The analysis showed that each industry was trying to manage working capital in a different way. In case of service units, the working capital management policy is less complicated because it is basically based on receivables from customers and liabilities to suppliers. The moderate aggressive strategy is used in transport companies. In this sector the management policy is mainly based on the management of receivables, which must be collected as soon as possible, and the management of liabilities, whose settlement is postponed as far as possible in time by managers. The optimal situation is when the liabilities turnover in days is longer than the receivables turnover in days. In case of enterprises operating in the tourism sector, it is clearly seen that enterprises apply the conservative strategy. This policy is confirmed by high financial liquidity, lack of inventories and a high share of cash.
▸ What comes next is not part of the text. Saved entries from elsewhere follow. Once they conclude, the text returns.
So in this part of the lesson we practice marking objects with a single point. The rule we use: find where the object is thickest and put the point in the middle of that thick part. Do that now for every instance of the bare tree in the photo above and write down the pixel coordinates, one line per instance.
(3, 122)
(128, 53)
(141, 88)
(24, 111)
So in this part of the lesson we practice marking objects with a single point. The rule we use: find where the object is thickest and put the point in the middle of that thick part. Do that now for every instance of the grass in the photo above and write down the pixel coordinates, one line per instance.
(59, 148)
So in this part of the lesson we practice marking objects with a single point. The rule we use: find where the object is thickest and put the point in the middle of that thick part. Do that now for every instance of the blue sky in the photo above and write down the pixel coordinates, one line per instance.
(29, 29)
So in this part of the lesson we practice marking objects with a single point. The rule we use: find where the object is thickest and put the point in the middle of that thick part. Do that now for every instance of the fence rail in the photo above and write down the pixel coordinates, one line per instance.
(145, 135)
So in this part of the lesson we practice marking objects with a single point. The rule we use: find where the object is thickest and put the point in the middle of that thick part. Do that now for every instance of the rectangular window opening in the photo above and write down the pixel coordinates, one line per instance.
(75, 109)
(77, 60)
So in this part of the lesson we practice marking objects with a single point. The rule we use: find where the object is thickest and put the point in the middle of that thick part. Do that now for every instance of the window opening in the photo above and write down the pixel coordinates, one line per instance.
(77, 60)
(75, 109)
The production companies surveyed are trying to lead companies in a conservative direction in case of working capital management. This strategy should be defined as the moderate - conservative, as indicated by optimal, even exemplary results of financial liquidity ratios and the quick liquidity ratio. In turn, trade enterprises show that SMEs have problems maintaining positive working capital and financial liquidity. The moderate-aggressive strategy is used in trade companies This is generally due to poor inventory turnover, a long receivables turnover period in days compared to liabilities turnover in days. The turnover rates for these two measures are at a similar level, which is not good for managers. Temporary problems when receivables are received from recipients can cause payment bottlenecks and suspension of payments to their suppliers. Commercial SMEs should accelerate receivables turnover in days.
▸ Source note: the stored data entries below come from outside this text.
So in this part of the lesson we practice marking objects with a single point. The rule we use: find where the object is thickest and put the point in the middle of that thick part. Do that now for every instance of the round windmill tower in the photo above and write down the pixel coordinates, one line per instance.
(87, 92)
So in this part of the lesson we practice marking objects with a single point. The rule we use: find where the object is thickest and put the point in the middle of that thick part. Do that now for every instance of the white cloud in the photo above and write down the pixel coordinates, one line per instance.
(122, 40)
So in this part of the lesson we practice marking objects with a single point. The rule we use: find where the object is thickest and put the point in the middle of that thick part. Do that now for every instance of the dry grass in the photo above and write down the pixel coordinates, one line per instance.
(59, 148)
To sum up the research, it can be seen that SMEs are particularly exposed to the loss of liquidity. Therefore, their managers should try to create some reserves that will allow them to maintain positive working capital, which in the event of financial problems will enable them to survive in the market at least in the short term. Observing the results of individual industries that have been surveyed, it can be seen that theoretically the enterprises operating in the tourism industry are well protected from bankruptcy. On the other hand, the enterprises operating in the commercial sector are highly threatened with bankruptcy. However, the theory strongly deviates from reality. Today, during the COVID-19 pandemic, it is the tourism industry that suffers the largest losses and virtually no working capital management strategy was able to ensure their safe functioning. Today, lack of sales is a problem that affects most SMEs around the world. However, right now enterprise managers should strive to build long-term strategies for the future, which turnover will be based on conservative management of the enterprise, based on certain financial reserves, which will ensure that the entity will function for several months in the event of another pandemic. Enterprise management policy should change its direction towards financial security and give up profit maximization.